A news release on the study quotes Anthony Adams, Editor-in-Chief of Optometry and Vision Science: "This study demonstrates that OK is quite viable as a nonsurgical option for monovision that does not require wearing contact lenses during the day, although it does require 'retainer' orthokeratology contact lenses to be worn overnight." Dr Adams adds, "This possibility will certainly appeal to many people, especially since the changes in the corneal curvature of the treated eye are fully reversible."

As for me -- I'll just stick with my glasses, as, no doubt, will people whose aversion to putting things in their eyes exceeds distaste for wearing glasses.

Shrinking An Enlarged Prostate

The third study described a minimally invasive method of shrinking enlarged prostate by reducing blood supply to the gland. The pilot study subjected 14 men to "prostatic artery embolization (PAE)," a procedure that plugs up the arteries feeding the prostate. The study, the first of its kind in the United States, follows larger earlier studies of PAE in Europe.

The UK's National Health Service has a web page describing the procedure (not for the squeamish), and notes the "University Hospital Southampton has been offering a PAE service from April 2012 and is the first UK centre to perform this procedure."

A press release on the U.S. study said, "Nearly all men eventually suffer from an enlarged prostate as they age, and this treatment is almost like turning back the clock and giving them the prostate of their youth," according to Sandeep Bagla, M.D., the study's lead author and an interventional radiologist at Inova Alexandria Hospital in Virginia.

Enlargement of the prostate, or benign prostatic hyperplasia is a common problem besetting men in later years. The press release says more than half of 50-year-old men will have this proliferation of prostate cells, as will more than 80 percent of 80-year-old men. Androgens open the door to the unwelcome excess growth, which can constrict the urethral canal, blocking the flow of urine.

On the bright side--the cell proliferation is not cancerous. The bad news is that constriction of the urethral canal can cause problems, including urinary frequency, urgency, urge incontinence, and having to get up frequently during the night to pee. The hyperplasia can also cause piss problems, including long waits for urination to start; intermittent stopping and starting of flow; having to strain; and dribbling. Left untreated, symptoms may progress, according to Wikipedia, increasing the risk of urinary tract infection, bladder stones, and urine retention -- potentially leading to bladder distension and even kidney failure.

The options for treating enlarged prostate have not been great. The effectiveness of drugs can be so-so, and the drugs in use have various side effects, including decreased libido and ejaculatory or erectile dysfunction. The other option, invasive surgery to remove overgrown tissue, may leave the patient with urine leak, impotence, or other complications.

Although PAE doesn't sound like a picnic, it seems like a better option than more invasive surgery and not a bad choice for men who don't fare well with drugs for benign prostatic hyperplasia. PAE requires only local and regional anaesthetic, and patients may not need an overnight hospital stay for the procedure. Interventional radiologists perform a PAE by inserting a tiny wire and tube through an artery in the leg, then guiding the tube into the arteries of the prostate. A cloud of microscopic particles is fed into the tiny vessels, blocking off blood flow. "By temporarily blocking blood flow through the prostate artery, PAE causes the prostate to shrink, providing a larger passageway for urine," the press release says.

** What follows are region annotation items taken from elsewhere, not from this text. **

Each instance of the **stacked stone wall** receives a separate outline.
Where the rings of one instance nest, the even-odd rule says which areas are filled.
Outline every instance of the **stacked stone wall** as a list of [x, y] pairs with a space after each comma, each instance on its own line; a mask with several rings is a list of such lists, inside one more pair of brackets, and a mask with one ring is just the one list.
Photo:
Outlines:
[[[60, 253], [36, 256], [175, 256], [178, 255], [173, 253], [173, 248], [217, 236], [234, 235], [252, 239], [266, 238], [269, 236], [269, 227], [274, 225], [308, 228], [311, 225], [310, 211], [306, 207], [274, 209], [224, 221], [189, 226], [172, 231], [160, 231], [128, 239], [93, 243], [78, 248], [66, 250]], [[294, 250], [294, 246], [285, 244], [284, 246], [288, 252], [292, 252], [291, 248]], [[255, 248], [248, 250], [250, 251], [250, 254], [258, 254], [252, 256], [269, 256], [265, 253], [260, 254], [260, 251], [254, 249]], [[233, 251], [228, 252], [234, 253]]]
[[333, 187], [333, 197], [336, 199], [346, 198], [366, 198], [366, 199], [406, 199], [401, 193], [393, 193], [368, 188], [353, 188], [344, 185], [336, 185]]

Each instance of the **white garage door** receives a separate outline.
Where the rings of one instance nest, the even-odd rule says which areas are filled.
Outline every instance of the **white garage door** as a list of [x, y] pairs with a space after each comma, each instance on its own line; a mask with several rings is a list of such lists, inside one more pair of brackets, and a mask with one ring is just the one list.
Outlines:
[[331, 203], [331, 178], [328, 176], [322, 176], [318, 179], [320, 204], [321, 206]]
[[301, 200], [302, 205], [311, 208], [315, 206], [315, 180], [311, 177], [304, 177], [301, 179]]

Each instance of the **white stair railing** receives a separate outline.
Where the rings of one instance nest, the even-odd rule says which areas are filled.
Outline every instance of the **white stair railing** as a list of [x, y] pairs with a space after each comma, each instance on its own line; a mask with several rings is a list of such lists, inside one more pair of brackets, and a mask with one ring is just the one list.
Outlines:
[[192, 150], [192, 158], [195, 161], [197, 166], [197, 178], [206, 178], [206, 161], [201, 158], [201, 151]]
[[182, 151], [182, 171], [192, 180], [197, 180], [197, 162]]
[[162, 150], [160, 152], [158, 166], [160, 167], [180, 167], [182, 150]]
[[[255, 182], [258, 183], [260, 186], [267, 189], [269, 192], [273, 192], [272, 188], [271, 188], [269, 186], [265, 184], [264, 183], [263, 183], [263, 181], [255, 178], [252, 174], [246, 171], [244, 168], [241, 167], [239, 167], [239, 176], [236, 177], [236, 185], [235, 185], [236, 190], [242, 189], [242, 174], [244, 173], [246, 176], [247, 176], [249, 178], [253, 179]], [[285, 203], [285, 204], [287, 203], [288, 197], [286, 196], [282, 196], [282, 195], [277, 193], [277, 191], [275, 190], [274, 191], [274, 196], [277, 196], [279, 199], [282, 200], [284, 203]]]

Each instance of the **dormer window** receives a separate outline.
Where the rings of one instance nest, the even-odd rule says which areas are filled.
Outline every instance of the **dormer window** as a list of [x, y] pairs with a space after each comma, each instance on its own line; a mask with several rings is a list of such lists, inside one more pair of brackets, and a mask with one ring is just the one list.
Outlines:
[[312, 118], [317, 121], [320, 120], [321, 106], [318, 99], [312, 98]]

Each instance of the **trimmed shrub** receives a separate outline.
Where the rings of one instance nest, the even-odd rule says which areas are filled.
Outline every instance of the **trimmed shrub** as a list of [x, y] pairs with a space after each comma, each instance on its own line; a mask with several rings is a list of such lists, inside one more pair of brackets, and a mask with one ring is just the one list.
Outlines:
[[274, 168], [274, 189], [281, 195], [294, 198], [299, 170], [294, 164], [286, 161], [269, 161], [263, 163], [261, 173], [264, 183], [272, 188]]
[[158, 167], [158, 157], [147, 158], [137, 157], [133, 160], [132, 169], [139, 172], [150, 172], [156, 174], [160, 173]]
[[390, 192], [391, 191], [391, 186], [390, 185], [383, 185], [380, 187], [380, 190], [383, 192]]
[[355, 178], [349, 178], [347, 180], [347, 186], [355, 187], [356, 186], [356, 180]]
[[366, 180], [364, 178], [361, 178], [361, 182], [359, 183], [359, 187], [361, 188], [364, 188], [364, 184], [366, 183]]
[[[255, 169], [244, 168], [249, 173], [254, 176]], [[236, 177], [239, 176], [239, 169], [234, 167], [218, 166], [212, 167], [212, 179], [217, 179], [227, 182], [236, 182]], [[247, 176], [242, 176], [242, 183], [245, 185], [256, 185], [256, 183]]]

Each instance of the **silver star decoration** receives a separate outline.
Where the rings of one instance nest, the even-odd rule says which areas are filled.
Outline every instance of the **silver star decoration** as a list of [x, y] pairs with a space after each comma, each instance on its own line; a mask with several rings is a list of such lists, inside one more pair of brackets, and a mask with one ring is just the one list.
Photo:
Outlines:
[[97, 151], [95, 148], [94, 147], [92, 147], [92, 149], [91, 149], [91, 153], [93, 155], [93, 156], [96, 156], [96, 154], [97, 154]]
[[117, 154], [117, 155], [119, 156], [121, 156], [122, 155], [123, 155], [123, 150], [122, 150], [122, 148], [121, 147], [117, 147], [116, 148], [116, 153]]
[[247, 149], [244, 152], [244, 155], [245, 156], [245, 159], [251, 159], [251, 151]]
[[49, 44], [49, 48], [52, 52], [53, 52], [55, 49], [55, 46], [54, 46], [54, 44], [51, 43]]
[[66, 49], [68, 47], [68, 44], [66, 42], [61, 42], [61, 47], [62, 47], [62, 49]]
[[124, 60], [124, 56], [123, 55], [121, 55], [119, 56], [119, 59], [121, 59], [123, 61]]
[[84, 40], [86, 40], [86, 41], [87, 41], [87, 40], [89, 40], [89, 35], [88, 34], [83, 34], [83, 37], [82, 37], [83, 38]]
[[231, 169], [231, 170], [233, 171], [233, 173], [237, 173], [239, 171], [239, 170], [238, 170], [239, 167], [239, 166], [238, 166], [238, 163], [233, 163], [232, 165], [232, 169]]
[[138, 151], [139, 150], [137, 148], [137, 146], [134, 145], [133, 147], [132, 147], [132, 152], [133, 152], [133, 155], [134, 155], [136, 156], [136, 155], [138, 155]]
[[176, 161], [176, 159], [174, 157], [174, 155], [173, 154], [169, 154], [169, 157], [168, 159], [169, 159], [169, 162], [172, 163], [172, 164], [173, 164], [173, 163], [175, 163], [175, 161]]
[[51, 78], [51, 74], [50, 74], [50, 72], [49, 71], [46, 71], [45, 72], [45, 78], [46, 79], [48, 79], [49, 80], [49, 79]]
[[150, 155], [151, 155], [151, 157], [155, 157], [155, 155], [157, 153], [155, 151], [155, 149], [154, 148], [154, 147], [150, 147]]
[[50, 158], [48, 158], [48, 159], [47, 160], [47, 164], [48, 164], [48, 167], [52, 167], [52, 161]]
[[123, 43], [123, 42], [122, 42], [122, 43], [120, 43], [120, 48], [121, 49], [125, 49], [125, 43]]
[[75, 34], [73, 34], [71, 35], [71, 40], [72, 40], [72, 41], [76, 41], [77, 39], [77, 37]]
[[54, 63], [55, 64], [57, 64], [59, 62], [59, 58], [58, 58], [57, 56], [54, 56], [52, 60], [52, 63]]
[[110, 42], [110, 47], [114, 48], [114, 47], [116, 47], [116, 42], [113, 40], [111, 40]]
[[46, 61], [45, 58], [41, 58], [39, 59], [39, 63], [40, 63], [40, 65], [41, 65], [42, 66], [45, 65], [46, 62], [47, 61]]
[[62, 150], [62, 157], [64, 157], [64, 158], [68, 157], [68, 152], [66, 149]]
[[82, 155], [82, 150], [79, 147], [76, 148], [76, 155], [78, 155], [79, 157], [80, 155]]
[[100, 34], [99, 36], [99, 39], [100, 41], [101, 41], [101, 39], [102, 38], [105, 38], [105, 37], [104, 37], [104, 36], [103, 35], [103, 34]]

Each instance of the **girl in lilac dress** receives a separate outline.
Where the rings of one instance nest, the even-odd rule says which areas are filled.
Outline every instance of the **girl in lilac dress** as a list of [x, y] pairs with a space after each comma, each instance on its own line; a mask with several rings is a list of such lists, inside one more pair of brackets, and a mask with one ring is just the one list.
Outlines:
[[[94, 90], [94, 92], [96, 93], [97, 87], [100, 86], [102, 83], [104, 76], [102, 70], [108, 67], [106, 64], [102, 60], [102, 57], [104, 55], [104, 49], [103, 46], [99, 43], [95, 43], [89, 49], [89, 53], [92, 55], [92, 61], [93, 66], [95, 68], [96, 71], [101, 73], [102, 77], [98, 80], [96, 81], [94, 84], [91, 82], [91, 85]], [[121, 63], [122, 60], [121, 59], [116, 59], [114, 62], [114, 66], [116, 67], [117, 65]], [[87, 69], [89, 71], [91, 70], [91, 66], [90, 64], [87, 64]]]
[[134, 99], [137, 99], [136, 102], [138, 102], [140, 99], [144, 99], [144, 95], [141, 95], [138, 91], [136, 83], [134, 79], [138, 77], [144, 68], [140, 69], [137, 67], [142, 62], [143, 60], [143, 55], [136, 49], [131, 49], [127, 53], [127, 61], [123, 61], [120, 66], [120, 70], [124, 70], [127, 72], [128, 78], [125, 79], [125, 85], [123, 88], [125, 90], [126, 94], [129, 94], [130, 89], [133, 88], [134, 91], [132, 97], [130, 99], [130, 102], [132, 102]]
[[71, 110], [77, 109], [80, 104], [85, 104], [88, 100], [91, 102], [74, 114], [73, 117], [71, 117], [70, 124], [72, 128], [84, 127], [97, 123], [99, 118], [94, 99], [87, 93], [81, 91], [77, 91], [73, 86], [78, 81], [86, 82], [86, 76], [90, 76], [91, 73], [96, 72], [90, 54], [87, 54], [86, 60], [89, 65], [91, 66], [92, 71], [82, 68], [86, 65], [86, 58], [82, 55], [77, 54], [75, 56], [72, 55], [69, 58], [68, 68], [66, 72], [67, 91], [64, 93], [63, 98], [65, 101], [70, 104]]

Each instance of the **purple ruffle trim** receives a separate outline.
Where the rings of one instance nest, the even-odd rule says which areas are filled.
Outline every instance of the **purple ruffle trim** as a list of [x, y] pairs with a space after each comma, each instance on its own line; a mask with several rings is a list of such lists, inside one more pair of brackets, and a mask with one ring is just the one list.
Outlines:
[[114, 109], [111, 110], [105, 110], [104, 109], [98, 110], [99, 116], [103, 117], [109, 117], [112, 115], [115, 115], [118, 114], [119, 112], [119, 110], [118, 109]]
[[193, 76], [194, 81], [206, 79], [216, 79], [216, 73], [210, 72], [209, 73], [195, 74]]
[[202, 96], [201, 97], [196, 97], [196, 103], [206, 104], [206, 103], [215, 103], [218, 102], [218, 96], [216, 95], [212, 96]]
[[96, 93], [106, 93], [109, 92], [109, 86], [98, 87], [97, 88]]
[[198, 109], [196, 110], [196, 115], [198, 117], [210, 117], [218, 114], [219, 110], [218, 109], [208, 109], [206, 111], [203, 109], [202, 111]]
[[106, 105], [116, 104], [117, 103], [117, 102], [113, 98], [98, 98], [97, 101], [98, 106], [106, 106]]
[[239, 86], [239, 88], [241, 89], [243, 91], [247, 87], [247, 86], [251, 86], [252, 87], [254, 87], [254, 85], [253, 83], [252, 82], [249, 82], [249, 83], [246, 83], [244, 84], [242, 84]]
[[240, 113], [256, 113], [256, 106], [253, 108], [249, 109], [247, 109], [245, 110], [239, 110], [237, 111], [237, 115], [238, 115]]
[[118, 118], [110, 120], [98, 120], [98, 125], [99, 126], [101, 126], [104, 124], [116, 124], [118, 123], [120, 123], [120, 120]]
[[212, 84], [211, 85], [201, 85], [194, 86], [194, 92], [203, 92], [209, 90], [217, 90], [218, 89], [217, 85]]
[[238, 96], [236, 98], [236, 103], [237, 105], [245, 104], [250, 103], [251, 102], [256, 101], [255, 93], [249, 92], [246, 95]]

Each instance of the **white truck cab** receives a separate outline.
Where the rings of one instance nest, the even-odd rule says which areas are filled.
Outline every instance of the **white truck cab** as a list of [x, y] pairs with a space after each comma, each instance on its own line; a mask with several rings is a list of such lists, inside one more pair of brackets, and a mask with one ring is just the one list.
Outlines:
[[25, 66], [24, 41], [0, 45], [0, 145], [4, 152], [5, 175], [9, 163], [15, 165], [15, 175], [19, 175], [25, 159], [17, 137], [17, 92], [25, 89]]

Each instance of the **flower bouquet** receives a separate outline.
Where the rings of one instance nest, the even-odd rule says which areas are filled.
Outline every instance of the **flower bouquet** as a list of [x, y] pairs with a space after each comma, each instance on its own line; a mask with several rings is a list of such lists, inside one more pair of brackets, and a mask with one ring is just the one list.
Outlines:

It gives early findings from the U.S. study, which was presented at the 38th Annual Scientific Meeting of the Society of Interventional Radiology in mid-April 13-18:
13 of 14 men (92 percent) who had PAE noticed a significant decrease in symptoms after one month. None of the men suffered any major complications, such as impotence, leaking urine or infection. Most went home the day of treatment.
Bagla is now conducting a larger clinical study of PAE, which will treat 30 men by this fall and then follow the patients for two years to check the long-term consequences of PAE.